- Nasz zespół był jedną z najmłodszych drużyn, w swoim składzie nie mieliśmy żadnej dziewczyny z rocznika 2001. Za rok możemy pojechać identycznym, a nawet wzmocnionym składem, więc ruszymy już nie jako kopciuszek, a jako jeden z faworytów. W tych mistrzostwach byliśmy "czarnym koniem" - mówi szkoleniowiec białostoczanek Marcin Augustynowicz.
Trener Włókniarza, jak sam przyznaje, celem minimum było wyjście z grupy.
- Moim marzeniem było wyjście z grupy i taki cel postawiłem dziewczynom, zaznaczając, że nie mamy nic do stracenia. To, że zdobyliśmy 4. miejsce w Polsce, jest wielkim sukcesem całego klubu. Dziewczynom naprawdę należą się słowa uznania - dodaje Augustynowicz.

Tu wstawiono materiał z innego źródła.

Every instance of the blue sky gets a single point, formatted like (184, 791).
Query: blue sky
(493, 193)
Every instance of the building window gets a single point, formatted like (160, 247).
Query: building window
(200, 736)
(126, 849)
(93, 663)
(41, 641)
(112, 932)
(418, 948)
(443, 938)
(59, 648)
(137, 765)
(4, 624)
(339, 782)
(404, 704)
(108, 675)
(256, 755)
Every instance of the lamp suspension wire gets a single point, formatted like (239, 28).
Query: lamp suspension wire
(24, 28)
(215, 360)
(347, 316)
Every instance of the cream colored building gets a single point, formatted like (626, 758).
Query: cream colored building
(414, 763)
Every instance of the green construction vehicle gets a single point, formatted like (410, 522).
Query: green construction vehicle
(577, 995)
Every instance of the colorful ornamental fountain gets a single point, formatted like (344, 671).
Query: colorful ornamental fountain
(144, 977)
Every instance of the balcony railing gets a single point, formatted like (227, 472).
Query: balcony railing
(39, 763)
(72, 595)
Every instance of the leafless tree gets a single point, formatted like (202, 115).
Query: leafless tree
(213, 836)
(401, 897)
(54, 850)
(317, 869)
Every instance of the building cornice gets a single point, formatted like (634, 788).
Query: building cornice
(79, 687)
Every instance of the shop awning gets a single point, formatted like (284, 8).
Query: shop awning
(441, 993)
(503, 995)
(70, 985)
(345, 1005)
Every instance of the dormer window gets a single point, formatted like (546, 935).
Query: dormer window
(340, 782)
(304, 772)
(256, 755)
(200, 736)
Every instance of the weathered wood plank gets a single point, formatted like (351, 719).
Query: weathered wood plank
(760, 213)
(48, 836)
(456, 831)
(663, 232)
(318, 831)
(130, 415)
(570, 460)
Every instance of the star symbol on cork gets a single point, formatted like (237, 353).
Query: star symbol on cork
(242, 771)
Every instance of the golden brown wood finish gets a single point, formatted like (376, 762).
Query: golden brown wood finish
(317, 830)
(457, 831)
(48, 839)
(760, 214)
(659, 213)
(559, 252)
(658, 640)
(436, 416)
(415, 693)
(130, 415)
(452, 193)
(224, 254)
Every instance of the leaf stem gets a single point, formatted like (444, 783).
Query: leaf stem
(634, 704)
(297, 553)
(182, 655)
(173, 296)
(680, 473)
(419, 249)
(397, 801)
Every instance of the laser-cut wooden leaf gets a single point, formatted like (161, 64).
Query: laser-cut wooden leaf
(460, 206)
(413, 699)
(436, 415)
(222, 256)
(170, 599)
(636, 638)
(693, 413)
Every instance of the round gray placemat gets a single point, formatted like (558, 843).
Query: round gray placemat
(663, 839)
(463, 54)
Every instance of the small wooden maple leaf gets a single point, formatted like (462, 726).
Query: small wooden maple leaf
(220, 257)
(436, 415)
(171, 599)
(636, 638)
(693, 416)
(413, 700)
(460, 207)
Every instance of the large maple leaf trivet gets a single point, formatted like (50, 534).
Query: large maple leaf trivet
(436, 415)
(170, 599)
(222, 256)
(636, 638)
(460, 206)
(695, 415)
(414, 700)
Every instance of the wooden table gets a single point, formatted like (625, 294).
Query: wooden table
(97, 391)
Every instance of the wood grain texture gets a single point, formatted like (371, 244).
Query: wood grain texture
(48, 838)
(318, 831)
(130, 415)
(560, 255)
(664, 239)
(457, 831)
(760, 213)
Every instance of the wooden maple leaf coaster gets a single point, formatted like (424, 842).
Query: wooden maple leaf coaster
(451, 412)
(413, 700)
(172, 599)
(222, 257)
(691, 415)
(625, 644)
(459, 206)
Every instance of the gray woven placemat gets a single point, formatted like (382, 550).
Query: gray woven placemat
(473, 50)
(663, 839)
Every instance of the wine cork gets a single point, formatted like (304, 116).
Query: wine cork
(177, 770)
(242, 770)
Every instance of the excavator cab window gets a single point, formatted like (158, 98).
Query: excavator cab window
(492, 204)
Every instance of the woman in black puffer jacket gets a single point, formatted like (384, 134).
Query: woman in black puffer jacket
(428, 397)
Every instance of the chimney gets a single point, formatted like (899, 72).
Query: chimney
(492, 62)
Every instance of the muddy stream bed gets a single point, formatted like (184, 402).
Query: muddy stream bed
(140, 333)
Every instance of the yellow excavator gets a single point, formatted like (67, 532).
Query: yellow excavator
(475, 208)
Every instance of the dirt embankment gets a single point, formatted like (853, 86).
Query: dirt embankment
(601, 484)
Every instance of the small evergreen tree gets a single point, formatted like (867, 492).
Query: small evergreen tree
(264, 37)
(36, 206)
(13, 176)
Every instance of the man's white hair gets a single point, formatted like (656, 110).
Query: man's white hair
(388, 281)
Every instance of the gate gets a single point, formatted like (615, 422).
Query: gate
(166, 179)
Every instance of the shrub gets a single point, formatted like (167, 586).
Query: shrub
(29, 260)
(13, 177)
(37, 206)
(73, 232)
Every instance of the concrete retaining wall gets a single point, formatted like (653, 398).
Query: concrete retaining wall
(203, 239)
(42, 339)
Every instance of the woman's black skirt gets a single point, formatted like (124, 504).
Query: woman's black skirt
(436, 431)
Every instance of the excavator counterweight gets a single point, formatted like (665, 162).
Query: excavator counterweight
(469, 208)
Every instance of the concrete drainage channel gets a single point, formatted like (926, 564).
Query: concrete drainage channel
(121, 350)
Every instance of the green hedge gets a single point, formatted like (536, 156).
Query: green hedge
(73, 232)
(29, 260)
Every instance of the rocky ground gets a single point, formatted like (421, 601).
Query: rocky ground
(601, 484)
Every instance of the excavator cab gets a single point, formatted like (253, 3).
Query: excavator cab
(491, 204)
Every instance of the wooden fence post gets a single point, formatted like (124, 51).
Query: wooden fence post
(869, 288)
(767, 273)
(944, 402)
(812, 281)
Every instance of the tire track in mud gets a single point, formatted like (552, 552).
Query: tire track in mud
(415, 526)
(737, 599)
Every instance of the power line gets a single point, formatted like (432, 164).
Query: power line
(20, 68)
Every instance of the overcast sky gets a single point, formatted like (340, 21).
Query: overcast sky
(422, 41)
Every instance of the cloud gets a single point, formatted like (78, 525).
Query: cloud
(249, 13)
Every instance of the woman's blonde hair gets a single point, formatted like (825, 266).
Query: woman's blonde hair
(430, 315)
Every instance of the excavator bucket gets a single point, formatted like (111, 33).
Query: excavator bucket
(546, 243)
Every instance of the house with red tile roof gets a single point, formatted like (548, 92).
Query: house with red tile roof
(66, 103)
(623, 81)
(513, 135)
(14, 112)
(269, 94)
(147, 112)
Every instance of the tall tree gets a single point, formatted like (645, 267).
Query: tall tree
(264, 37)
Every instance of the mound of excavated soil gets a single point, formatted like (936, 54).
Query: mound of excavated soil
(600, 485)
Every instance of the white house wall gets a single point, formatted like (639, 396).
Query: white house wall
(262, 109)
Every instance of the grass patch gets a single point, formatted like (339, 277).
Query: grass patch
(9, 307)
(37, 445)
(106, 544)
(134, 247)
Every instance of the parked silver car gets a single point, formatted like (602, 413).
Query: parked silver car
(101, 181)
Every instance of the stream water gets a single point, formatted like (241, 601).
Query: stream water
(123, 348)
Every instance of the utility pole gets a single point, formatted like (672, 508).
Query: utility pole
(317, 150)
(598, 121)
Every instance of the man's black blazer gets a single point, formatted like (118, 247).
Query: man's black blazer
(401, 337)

Włókniarz był o krok od podium.
- Miejsca 1 i 2 - na chwilę obecną - były poza zasięgiem, od początku zarezerwowane były dla zespołów Bronowianki Kraków i Pragi Warszawa i to trzeba sobie powiedzieć wprost. Jednak te drużyny to zupełnie inna bajka, nie dość, że są to kluby o dużej tradycji w kobiecej piłce, to... dodatkowo zostały zasilone najlepszymi zawodniczkami ze swojego województwa. Co do zespołu z Głogówka - tego meczu najbardziej szkoda, gdyż ta drużyna jak najbardziej w naszym zasięgu, ale widać było, że zabrakło nam już trochę sił - kończy trener białostoczanek.